As this model curriculum is competency-based, it connects the dots between the ‘know what’ and ‘do how’ for HIM professionals.
The National Health Policy-2017 advocates extensive deployment of digital tools for improving the efficiency and outcome of the healthcare system. The policy aims at an integrated health information platform or system which serves the needs of all stake-holders and improves efficiency, transparency, and citizen experience. Delivery of better health outcomes in terms of access, quality, affordability, lowering of disease burden and efficient monitoring of health entitlements to citizens, is the goal. Establishing federated national health information architecture, to roll-out and link systems across public and private health providers at State and national levels consistent with Metadata and Data Standards (MDDS) and Electronic Health Record (EHR) Standards, will be supported by this policy.

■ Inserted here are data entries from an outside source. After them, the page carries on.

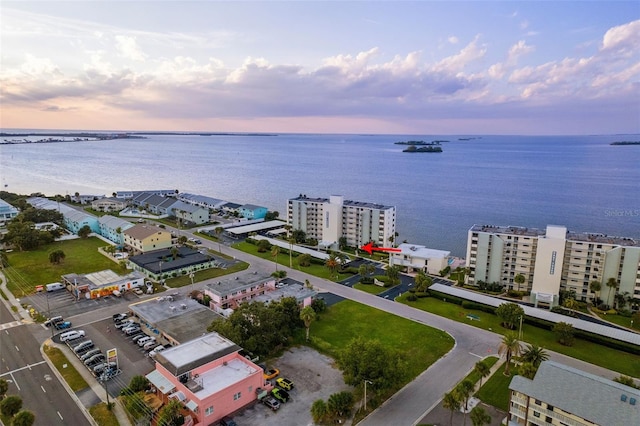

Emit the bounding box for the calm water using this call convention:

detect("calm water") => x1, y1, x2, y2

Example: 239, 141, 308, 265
0, 134, 640, 256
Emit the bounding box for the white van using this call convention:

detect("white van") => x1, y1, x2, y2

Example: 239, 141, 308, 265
60, 330, 84, 342
45, 283, 64, 291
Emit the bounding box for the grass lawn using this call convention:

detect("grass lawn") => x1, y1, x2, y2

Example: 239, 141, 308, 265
397, 294, 640, 377
476, 364, 517, 412
167, 262, 249, 288
309, 300, 454, 385
5, 238, 127, 297
353, 283, 387, 294
44, 345, 89, 392
89, 402, 120, 426
595, 312, 640, 330
233, 241, 352, 281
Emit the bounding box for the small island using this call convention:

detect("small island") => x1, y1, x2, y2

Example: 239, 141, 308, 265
402, 144, 442, 152
394, 140, 449, 146
609, 141, 640, 145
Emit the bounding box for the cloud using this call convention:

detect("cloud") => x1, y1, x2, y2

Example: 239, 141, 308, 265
115, 35, 147, 61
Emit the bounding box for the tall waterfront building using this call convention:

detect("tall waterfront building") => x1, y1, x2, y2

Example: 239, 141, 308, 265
287, 195, 396, 251
467, 225, 640, 306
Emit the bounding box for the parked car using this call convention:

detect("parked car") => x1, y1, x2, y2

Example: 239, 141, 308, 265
262, 396, 280, 411
131, 333, 147, 343
60, 330, 84, 342
276, 377, 293, 390
93, 362, 116, 375
271, 388, 289, 402
84, 353, 105, 367
44, 315, 63, 327
80, 348, 101, 362
262, 368, 280, 380
116, 318, 135, 330
220, 417, 238, 426
136, 336, 156, 347
54, 321, 71, 330
113, 313, 128, 322
149, 345, 166, 358
142, 337, 158, 351
73, 340, 95, 354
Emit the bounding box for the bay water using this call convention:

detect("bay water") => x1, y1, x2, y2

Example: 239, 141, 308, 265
0, 131, 640, 256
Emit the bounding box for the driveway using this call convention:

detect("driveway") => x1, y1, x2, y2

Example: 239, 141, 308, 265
233, 347, 351, 426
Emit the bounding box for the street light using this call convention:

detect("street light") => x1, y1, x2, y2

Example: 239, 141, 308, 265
364, 379, 373, 413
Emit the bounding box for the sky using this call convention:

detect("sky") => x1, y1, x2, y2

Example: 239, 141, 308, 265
0, 0, 640, 135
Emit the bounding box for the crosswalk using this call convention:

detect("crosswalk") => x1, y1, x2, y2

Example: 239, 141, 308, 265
0, 321, 23, 330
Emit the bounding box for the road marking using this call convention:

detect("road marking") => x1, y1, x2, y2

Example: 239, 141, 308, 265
0, 361, 46, 380
0, 321, 22, 334
9, 373, 20, 391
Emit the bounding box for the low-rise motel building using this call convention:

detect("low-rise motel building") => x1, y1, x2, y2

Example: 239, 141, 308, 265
146, 333, 265, 426
507, 361, 640, 426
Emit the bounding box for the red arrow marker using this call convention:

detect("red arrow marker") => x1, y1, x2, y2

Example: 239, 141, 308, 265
360, 243, 402, 254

The policy suggests exploring the use of “Aadhaar” (Unique ID or UID) for identification. Creation of registries (i.e. patients, provider, service, diseases, document and event) for enhanced public health/big data analytics, creation of health information exchange platform and national health information network, use of National Optical Fiber Network (NOFN), use of smart phones/tablets for capturing real time data, are key strategies of the National Health Information Architecture. The policy advocates scaling of various initiatives in the area of tele-consultation which will entail linking tertiary care institutions (medical colleges) to District and Sub-district hospitals which provide secondary care facilities, for the purpose of specialist consultations. The policy will promote utilization of National Knowledge Network (NKN) for Tele-education, Tele-CME, Tele-consultations and access to digital library.
The National Health Policy 2017 of India states that recognizing the integral role of technology (eHealth, mHealth, Cloud, Internet of Things or IoT, wearables) in the healthcare delivery, a National Digital Health Authority (NDHA) will be set up to regulate, develop and deploy digital health across the continuum of care.

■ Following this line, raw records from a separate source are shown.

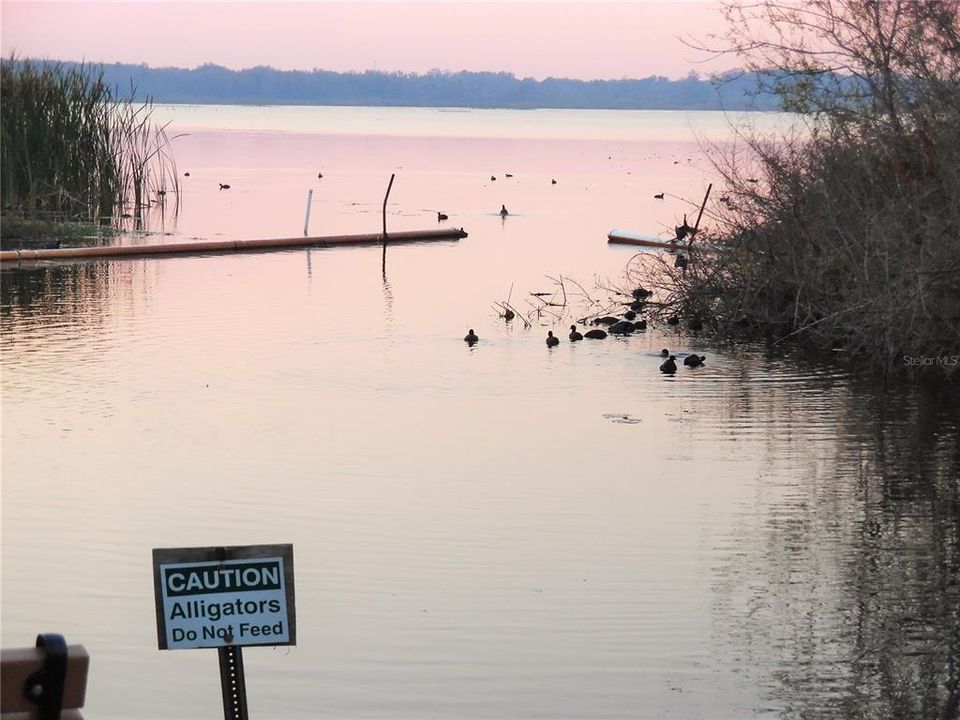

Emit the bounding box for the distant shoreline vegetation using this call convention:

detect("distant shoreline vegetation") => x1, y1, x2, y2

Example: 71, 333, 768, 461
9, 60, 781, 111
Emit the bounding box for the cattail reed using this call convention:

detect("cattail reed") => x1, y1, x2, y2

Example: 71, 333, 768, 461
0, 57, 179, 231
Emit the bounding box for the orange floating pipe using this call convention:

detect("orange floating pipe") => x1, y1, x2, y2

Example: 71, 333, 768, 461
0, 228, 467, 262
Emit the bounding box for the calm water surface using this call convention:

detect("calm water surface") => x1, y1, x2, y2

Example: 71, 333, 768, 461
0, 107, 960, 719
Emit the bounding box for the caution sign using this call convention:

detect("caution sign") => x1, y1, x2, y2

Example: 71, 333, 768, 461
153, 545, 296, 650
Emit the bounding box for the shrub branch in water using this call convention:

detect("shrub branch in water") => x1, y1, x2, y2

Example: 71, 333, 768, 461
664, 0, 960, 375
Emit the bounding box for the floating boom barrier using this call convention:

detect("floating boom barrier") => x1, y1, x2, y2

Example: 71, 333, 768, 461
0, 228, 467, 262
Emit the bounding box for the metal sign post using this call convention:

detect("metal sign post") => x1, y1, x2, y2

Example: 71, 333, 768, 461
153, 545, 297, 720
217, 645, 247, 720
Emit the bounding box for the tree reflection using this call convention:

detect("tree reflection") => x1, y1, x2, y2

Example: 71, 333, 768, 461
715, 372, 960, 720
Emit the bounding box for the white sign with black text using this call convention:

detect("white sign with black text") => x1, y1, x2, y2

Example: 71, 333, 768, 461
154, 545, 295, 650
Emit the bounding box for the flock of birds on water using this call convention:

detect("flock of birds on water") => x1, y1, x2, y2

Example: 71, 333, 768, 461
463, 287, 707, 375
212, 167, 707, 375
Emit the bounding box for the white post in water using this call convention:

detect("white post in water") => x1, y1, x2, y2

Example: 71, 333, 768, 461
303, 188, 313, 237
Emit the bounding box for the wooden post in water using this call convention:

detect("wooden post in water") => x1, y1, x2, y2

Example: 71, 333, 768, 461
690, 183, 713, 243
382, 173, 396, 275
303, 188, 313, 237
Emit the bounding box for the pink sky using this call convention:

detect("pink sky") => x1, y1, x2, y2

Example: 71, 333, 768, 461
0, 0, 736, 79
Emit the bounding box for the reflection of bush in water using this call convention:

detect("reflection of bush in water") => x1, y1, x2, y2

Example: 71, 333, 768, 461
716, 382, 960, 720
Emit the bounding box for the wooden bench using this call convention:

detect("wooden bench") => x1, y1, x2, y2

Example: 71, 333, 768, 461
0, 634, 90, 720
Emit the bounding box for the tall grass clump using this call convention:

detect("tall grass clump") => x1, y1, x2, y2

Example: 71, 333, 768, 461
648, 0, 960, 378
0, 57, 179, 233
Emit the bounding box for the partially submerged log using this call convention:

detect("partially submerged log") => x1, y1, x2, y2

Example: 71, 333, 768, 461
0, 228, 467, 262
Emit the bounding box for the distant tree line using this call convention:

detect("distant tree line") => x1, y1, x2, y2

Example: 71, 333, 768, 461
7, 61, 779, 110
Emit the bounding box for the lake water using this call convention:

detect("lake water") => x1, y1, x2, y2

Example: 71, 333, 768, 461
0, 107, 960, 720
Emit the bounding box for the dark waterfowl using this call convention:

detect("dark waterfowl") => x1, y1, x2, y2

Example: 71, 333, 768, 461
673, 213, 693, 241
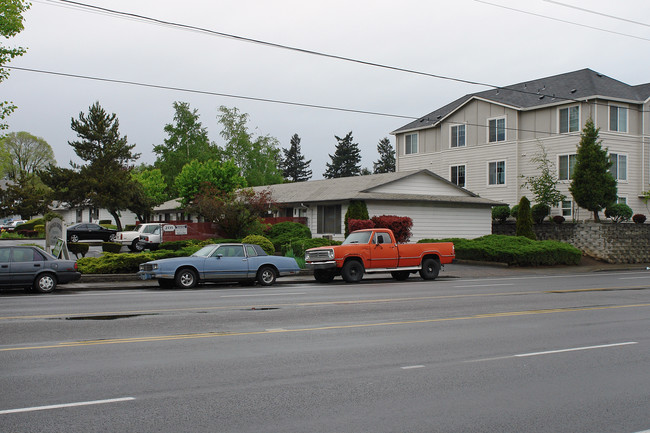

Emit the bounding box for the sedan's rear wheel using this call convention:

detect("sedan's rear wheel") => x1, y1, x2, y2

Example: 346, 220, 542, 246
174, 268, 198, 289
257, 266, 276, 286
34, 273, 56, 293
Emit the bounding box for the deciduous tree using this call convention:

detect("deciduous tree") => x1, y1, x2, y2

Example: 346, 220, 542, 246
569, 119, 617, 221
0, 131, 56, 180
0, 0, 31, 130
323, 131, 361, 179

Currently, in the International Institute of Health Management Research, New Delhi,  I am involved in training such professionals through a regular 2-year PGDHM (Post Graduate Diploma in Health and Hospital Management) course that is equivalent to MBA, as per the Association of Indian Universities (AIU), and also through short-term Management Development Programs (MDP) for in-service professionals.
To conclude, HIM professionals are very well trained and suited to ensure that the health information and records (EHRs) of a patient are complete, accurate, protected and meet the desired and stipulated medical, legal and ethical standards. Therefore, it must be made mandatory to appoint an adequate number of health information managers, according to the size of the healthcare organization, to ensure safe and smooth adoption of digital health in India, leading to informed and safer healthcare delivery.